Gericht: Sächsisches Oberverwaltungsgericht
Beschluss verkündet am 11.01.2008
Aktenzeichen: 3 BS 403/07
Rechtsgebiete: LFGB, LMKV


Vorschriften:

LFGB § 11 Abs. 1
LMKV § 3 Abs. 1 Nr. 2
Werden auf dem Etikett eines neutral bezeichneten Lebensmittels zusätzlich Name und Anschrift einer Firma angegeben und wird diese nicht weiter spezifizierte Angabe aufgrund besonderer Wertschätzung der Kunden den Tatsachen entsprechend als Herstellerangabe verstanden, so ist zur Vermeidung einer irreführenden Herkunftsangabe auf dem Etikett kenntlich zu machen, wenn die angegebene Firma nicht mehr Hersteller, sondern nur noch Verkäufer des Lebensmittels ist.
SÄCHSISCHES OBERVERWALTUNGSGERICHT Beschluss

Az.: 3 BS 403/07

In der Verwaltungsrechtssache

wegen Sicherstellungsverfügung von 6 Fässern Himbeerbrause; Antrag auf vorläufigen Rechtsschutz hier: Beschwerde

hat der 3. Senat des Sächsischen Oberverwaltungsgerichts durch den Vorsitzenden Richter am Oberverwaltungsgericht Dr. Ullrich, die Richterin am Oberverwaltungsgericht Drehwald und den Richter am Sozialgericht Tischer

am 11. Januar 2008

beschlossen:

Tenor:

Die Beschwerde der Antragstellerin gegen den Beschluss des Verwaltungsgerichts Leipzig vom 22. Oktober 2007 - 5 K 952/07 - wird zurückgewiesen.

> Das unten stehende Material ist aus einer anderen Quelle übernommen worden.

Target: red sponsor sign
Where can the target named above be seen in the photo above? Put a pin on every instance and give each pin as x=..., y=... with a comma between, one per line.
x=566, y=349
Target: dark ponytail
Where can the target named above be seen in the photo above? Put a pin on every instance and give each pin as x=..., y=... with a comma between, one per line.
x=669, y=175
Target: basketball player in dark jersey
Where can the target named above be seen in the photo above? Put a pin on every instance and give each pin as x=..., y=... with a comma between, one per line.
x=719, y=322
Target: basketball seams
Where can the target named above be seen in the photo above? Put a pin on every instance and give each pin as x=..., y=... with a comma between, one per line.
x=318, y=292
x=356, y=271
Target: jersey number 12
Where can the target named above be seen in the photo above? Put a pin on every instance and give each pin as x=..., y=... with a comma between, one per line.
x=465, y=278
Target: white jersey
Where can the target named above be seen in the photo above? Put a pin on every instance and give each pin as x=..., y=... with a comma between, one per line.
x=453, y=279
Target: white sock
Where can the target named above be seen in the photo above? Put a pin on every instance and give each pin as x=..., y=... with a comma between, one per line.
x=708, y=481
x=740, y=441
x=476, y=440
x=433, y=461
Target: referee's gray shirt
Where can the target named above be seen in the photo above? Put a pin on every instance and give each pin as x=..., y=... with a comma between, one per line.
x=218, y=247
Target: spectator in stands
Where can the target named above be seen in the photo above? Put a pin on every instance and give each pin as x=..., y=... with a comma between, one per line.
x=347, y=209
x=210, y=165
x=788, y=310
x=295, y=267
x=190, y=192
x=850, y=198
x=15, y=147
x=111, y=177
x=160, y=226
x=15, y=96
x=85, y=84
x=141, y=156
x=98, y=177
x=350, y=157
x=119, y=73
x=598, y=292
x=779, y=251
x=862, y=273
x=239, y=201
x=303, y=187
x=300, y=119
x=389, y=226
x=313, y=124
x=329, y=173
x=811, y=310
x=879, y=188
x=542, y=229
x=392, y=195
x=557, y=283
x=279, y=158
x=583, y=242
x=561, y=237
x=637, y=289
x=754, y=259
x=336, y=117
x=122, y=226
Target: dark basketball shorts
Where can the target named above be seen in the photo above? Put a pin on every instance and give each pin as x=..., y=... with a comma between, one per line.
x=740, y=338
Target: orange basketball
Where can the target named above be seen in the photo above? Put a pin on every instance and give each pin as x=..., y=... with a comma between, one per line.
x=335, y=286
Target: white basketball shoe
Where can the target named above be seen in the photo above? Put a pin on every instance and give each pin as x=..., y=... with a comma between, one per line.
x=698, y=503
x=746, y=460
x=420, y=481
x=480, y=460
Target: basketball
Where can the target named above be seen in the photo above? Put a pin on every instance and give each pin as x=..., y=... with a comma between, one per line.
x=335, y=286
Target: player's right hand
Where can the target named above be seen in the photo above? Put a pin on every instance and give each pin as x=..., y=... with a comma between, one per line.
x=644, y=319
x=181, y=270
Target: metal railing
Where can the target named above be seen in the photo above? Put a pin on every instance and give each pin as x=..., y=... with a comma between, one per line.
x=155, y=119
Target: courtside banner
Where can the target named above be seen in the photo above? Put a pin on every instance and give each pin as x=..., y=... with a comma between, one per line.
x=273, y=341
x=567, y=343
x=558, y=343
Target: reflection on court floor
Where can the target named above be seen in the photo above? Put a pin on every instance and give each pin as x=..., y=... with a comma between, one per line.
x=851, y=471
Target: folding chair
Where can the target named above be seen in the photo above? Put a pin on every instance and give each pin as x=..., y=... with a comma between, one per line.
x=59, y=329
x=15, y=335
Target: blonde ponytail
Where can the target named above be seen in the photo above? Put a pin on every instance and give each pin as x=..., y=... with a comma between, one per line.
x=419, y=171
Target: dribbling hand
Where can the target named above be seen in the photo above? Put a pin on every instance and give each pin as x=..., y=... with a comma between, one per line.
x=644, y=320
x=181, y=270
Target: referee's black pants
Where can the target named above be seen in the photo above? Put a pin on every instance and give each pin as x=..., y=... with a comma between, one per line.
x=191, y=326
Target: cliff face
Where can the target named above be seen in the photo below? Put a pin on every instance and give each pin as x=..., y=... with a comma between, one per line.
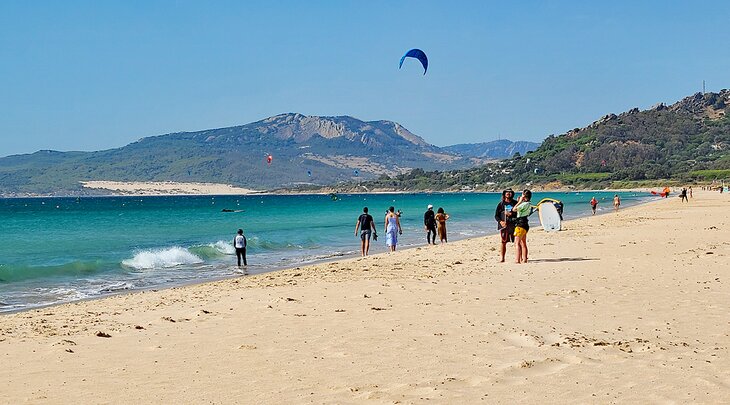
x=500, y=149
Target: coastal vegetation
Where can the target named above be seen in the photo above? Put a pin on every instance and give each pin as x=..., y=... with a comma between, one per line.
x=688, y=141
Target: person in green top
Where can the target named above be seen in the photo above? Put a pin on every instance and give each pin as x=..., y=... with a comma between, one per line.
x=523, y=209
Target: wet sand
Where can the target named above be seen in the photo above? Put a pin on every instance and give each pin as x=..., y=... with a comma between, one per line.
x=623, y=307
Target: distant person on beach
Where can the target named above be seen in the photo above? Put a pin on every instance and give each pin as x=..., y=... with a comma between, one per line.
x=429, y=224
x=505, y=220
x=366, y=226
x=523, y=209
x=392, y=229
x=441, y=218
x=594, y=204
x=239, y=242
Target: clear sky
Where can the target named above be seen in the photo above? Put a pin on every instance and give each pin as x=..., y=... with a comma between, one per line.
x=100, y=74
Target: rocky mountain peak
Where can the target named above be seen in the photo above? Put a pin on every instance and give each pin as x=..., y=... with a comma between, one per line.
x=706, y=104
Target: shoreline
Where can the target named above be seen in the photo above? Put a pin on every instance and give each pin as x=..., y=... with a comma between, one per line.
x=599, y=304
x=327, y=260
x=305, y=193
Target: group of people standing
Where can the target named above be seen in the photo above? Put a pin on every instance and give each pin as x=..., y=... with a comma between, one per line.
x=513, y=223
x=433, y=223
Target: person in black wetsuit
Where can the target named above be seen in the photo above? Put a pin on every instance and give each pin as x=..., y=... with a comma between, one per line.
x=505, y=219
x=366, y=226
x=239, y=243
x=429, y=224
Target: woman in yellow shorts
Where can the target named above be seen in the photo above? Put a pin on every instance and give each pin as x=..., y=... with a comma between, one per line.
x=522, y=225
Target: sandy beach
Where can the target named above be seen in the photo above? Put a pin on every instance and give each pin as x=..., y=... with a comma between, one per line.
x=627, y=307
x=164, y=188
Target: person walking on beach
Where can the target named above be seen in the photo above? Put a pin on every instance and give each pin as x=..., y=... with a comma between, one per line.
x=616, y=202
x=392, y=229
x=366, y=226
x=429, y=224
x=441, y=218
x=594, y=204
x=239, y=242
x=505, y=220
x=523, y=209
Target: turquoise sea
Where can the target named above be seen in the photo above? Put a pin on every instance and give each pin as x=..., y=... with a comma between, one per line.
x=56, y=250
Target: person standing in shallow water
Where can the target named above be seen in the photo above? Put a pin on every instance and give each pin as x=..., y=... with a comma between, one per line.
x=441, y=218
x=392, y=229
x=594, y=204
x=429, y=223
x=366, y=225
x=239, y=242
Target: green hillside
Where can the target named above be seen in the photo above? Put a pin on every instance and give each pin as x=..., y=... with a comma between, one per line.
x=686, y=141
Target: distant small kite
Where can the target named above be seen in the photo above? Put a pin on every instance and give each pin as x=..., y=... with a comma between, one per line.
x=417, y=54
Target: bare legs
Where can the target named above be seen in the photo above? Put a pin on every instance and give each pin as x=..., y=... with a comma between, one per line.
x=521, y=242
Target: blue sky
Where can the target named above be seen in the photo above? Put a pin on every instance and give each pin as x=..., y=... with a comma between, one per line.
x=94, y=75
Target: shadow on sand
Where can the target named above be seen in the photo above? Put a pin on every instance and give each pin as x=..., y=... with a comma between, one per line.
x=562, y=259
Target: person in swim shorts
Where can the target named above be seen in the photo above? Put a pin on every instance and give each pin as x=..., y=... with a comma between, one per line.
x=505, y=220
x=366, y=226
x=594, y=204
x=239, y=243
x=523, y=209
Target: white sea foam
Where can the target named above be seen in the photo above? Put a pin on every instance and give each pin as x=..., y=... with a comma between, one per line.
x=224, y=247
x=161, y=258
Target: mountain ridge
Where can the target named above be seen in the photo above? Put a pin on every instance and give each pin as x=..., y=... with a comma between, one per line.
x=305, y=150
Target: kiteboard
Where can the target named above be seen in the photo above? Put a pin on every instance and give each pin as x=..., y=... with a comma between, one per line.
x=549, y=216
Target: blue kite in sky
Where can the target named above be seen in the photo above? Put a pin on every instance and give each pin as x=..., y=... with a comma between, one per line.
x=418, y=54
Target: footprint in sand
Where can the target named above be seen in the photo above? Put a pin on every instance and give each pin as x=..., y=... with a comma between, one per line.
x=540, y=367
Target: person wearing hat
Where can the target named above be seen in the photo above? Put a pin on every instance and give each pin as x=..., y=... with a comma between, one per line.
x=429, y=224
x=505, y=220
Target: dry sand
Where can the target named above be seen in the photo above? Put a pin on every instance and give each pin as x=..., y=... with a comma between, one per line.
x=629, y=307
x=164, y=188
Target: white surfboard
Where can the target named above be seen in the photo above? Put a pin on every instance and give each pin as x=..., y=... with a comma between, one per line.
x=549, y=217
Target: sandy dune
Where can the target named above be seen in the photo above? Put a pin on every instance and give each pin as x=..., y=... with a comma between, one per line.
x=164, y=188
x=629, y=307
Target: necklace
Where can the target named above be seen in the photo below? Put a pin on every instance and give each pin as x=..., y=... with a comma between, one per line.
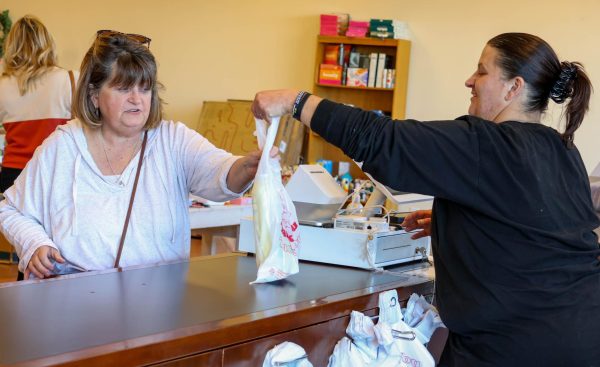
x=119, y=180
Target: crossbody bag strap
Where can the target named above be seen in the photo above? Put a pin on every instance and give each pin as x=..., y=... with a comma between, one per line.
x=72, y=79
x=137, y=177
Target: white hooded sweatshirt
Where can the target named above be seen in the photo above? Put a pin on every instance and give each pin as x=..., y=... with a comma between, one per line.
x=61, y=199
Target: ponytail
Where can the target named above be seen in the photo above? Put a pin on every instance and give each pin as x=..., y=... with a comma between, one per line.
x=574, y=84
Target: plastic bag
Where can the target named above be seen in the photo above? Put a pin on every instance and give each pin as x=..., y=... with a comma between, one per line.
x=391, y=342
x=423, y=317
x=287, y=354
x=276, y=229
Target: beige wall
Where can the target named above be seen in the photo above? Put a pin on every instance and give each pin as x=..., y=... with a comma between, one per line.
x=214, y=50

Die Antragstellerin trägt die Kosten des Beschwerdeverfahrens.

Der Streitwert für das Verfahren vor dem Oberverwaltungsgericht wird auf 180,00 € festgesetzt.

Gründe:

Die zulässige Beschwerde ist unbegründet.

Das Verwaltungsgericht hat es zu Recht abgelehnt, die aufschiebende Wirkung des Widerspruchs der Antragstellerin vom 12.9.2007 gegen den anlässlich einer Betriebskontrolle vor Ort erlassenen Bescheid der Antragsgegnerin vom 10.9.2007 in der Fassung des nachträglich bestätigenden Bescheides vom 13.9.2007 wiederherzustellen, mit denen in den Räumen der von der Antragstellerin betriebenen Brauerei unter Anordnung des Sofortvollzugs sechs Fässer Himbeerbrause zu je 50 Litern wegen einer irreführenden Herkunftsangabe auf den Etiketten sichergestellt wurden.

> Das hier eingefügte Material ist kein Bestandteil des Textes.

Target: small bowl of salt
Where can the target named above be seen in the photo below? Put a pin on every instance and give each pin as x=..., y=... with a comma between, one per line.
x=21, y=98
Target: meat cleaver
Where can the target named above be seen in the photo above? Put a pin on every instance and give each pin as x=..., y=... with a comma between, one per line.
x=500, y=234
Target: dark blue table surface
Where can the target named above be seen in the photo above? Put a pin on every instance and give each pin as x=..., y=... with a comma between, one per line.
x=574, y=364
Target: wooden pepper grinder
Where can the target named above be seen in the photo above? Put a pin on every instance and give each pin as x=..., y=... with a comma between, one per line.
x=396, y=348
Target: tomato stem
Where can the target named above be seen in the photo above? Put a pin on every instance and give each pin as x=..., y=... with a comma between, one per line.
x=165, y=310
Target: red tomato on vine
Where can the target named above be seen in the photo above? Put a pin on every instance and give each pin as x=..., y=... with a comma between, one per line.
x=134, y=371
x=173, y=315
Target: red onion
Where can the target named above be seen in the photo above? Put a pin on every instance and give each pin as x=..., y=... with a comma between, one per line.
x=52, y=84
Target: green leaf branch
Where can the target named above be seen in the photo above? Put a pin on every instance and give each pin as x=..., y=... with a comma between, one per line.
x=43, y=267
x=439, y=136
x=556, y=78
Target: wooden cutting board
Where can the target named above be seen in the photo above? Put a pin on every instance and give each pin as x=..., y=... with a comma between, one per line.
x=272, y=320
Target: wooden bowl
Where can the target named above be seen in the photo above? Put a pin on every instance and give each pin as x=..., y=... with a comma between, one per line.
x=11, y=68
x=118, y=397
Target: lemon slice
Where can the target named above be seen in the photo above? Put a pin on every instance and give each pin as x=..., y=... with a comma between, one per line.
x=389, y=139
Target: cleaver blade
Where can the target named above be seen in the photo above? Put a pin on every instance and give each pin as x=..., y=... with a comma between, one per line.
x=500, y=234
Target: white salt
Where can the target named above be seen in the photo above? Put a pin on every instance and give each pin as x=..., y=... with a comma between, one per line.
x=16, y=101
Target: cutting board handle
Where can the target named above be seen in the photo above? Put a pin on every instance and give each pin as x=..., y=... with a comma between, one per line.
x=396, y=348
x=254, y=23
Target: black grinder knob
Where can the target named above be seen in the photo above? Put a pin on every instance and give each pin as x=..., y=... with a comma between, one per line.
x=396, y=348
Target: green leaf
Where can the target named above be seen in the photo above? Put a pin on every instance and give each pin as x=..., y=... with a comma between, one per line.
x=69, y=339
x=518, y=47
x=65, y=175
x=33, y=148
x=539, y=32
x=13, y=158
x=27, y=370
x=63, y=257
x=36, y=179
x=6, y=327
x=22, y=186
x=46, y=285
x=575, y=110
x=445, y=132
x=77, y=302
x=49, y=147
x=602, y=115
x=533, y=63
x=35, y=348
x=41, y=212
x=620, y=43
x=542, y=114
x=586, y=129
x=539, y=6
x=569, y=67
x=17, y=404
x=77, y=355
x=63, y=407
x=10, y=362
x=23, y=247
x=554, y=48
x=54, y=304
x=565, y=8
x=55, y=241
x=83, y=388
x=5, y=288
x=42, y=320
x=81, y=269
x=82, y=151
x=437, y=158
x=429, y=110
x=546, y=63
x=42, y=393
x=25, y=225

Die dagegen von der Antragstellerin mit der Beschwerde vorgebrachten Gründe, auf deren Prüfung der Senat im vorläufigen Rechtsschutzverfahren gemäß § 146 Abs. 4 Sätze 3 und 6 VwGO beschränkt ist, sind nicht geeignet, die Entscheidung des Verwaltungsgerichts in Frage zu stellen. Denn aus ihnen ergibt sich bei der im vorläufigen Rechtsschutzverfahren gebotenen summarischen Prüfung nicht, dass die Bescheide vom 10.9.2007 und 13.9.2007 rechtswidrig sind und unter Berücksichtigung dessen im Rahmen von § 80 Abs. 5 Satz 1 VwGO das private Interesse der Antragstellerin, den Vollzug dieser Bescheide auszusetzen, das öffentliche Interesse der Antragsgegnerin überwiegt, diese Bescheide sofort zu vollziehen.

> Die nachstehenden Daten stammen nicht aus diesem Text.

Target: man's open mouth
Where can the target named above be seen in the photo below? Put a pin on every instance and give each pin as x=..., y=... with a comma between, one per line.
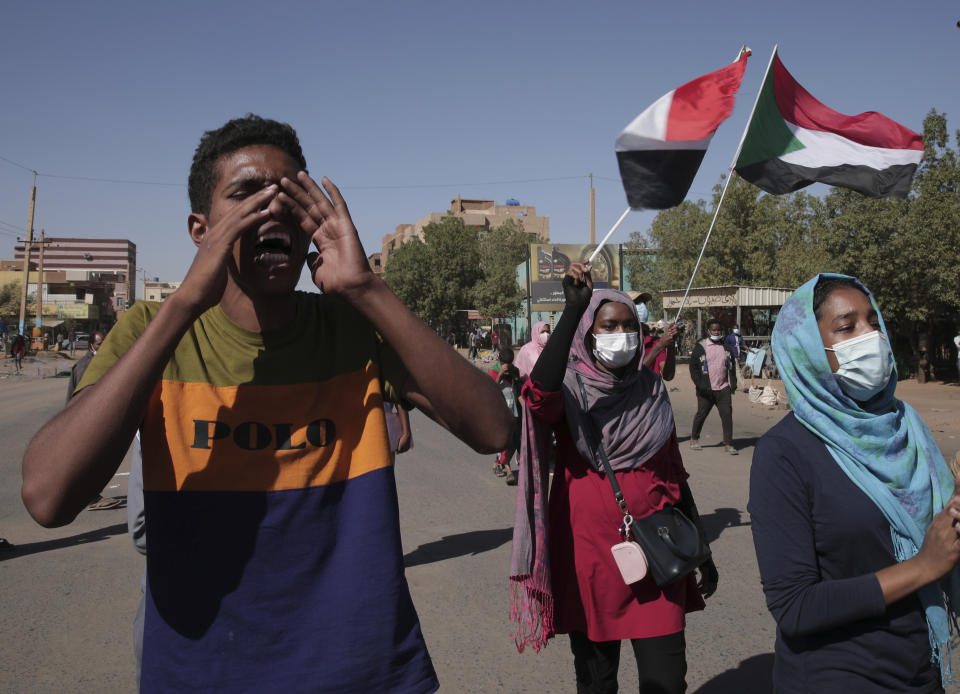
x=273, y=248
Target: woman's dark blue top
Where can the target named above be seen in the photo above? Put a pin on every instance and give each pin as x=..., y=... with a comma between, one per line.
x=819, y=542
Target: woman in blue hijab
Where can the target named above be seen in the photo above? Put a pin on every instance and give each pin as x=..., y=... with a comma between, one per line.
x=852, y=507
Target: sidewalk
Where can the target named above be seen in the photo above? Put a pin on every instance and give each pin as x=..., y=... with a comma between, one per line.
x=41, y=365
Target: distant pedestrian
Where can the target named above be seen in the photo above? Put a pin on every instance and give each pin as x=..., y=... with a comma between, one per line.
x=660, y=349
x=531, y=351
x=509, y=381
x=640, y=301
x=738, y=348
x=18, y=349
x=714, y=373
x=472, y=339
x=956, y=342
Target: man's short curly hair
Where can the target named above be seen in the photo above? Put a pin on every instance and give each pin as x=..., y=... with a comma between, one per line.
x=234, y=135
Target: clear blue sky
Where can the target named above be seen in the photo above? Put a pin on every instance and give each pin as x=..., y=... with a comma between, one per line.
x=407, y=104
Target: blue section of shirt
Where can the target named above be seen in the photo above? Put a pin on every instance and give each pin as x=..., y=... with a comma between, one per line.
x=296, y=591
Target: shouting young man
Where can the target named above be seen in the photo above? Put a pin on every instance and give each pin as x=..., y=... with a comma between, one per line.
x=274, y=558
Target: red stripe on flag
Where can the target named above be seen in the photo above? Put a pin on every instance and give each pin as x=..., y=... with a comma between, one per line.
x=870, y=128
x=701, y=105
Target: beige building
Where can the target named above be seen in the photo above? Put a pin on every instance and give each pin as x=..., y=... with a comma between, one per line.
x=158, y=291
x=479, y=214
x=375, y=264
x=109, y=262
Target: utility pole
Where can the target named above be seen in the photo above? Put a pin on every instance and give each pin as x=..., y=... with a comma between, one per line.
x=593, y=212
x=26, y=254
x=43, y=242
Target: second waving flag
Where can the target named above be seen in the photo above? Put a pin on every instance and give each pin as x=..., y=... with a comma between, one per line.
x=660, y=152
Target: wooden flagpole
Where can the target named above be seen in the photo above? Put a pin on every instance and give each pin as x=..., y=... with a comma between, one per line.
x=609, y=234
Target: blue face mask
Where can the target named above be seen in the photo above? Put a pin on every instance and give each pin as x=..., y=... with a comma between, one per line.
x=865, y=365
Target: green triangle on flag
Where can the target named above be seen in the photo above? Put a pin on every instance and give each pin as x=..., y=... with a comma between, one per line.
x=768, y=136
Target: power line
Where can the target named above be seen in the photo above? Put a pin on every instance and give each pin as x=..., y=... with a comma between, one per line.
x=11, y=161
x=410, y=186
x=12, y=226
x=456, y=185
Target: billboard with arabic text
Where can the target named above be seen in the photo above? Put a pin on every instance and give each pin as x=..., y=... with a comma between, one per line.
x=549, y=263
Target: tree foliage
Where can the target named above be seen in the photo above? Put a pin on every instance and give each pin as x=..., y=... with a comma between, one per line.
x=456, y=268
x=436, y=277
x=497, y=293
x=906, y=251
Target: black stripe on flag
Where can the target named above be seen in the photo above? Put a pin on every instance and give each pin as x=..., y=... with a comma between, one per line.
x=778, y=177
x=659, y=178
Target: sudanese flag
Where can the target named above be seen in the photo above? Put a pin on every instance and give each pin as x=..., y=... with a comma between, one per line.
x=660, y=152
x=794, y=140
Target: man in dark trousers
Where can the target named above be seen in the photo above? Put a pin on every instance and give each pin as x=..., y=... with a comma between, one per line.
x=714, y=373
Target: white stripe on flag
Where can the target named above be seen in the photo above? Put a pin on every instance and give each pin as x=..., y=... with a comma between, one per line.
x=825, y=149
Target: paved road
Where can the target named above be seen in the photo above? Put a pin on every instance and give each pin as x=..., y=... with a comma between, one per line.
x=69, y=594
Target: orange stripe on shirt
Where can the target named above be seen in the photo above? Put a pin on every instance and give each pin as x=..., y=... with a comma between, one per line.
x=199, y=437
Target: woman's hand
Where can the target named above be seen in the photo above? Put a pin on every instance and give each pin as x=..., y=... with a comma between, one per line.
x=578, y=286
x=941, y=545
x=938, y=555
x=709, y=578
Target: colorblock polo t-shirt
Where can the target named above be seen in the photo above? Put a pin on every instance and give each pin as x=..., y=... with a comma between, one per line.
x=274, y=560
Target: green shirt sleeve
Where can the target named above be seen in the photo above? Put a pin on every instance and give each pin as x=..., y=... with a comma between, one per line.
x=393, y=374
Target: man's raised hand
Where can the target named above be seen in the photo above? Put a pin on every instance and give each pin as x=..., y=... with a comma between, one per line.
x=339, y=265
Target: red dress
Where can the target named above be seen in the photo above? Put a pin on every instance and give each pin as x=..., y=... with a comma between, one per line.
x=589, y=593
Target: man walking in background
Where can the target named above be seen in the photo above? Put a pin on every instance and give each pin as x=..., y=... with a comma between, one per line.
x=714, y=374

Das Verwaltungsgericht hat seine Entscheidung zu Recht darauf gestützt, dass die Etiketten auf dem Verschluss am Fassdeckel der sechs streitigen Fässer nur Firma und Anschrift der Antragstellerin in angeben, obwohl die Himbeerbrause vom Brauhaus bei hergestellt und dort lediglich in die Fässer der Antragstellerin abgefüllt wurde, die auf dem Fassdeckel kreisförmig um den Verschluss herum nochmals in Großbuchstaben den Firmennamen der Antragstellerin und auf dem Fassbauch in großen roten Buchstaben den Schriftzug " Bier" tragen, was gemäß § 11 Abs. 1 Satz 1 Alt. 1 und Satz 2 Nr. 1 des Lebensmittel- und Futtermittelgesetzbuchs (LFGB) zur Täuschung über die Herkunft der Himbeerbrause geeignet, mithin irreführend ist und die Antragsgegnerin gemäß § 39 Abs. 2 Satz 1 und Satz 2 Nr. 5 LFGB i. V. m. § 10 Abs. 1 SächsAGLMBG zur Sicherstellung der sechs Fässer berechtigt.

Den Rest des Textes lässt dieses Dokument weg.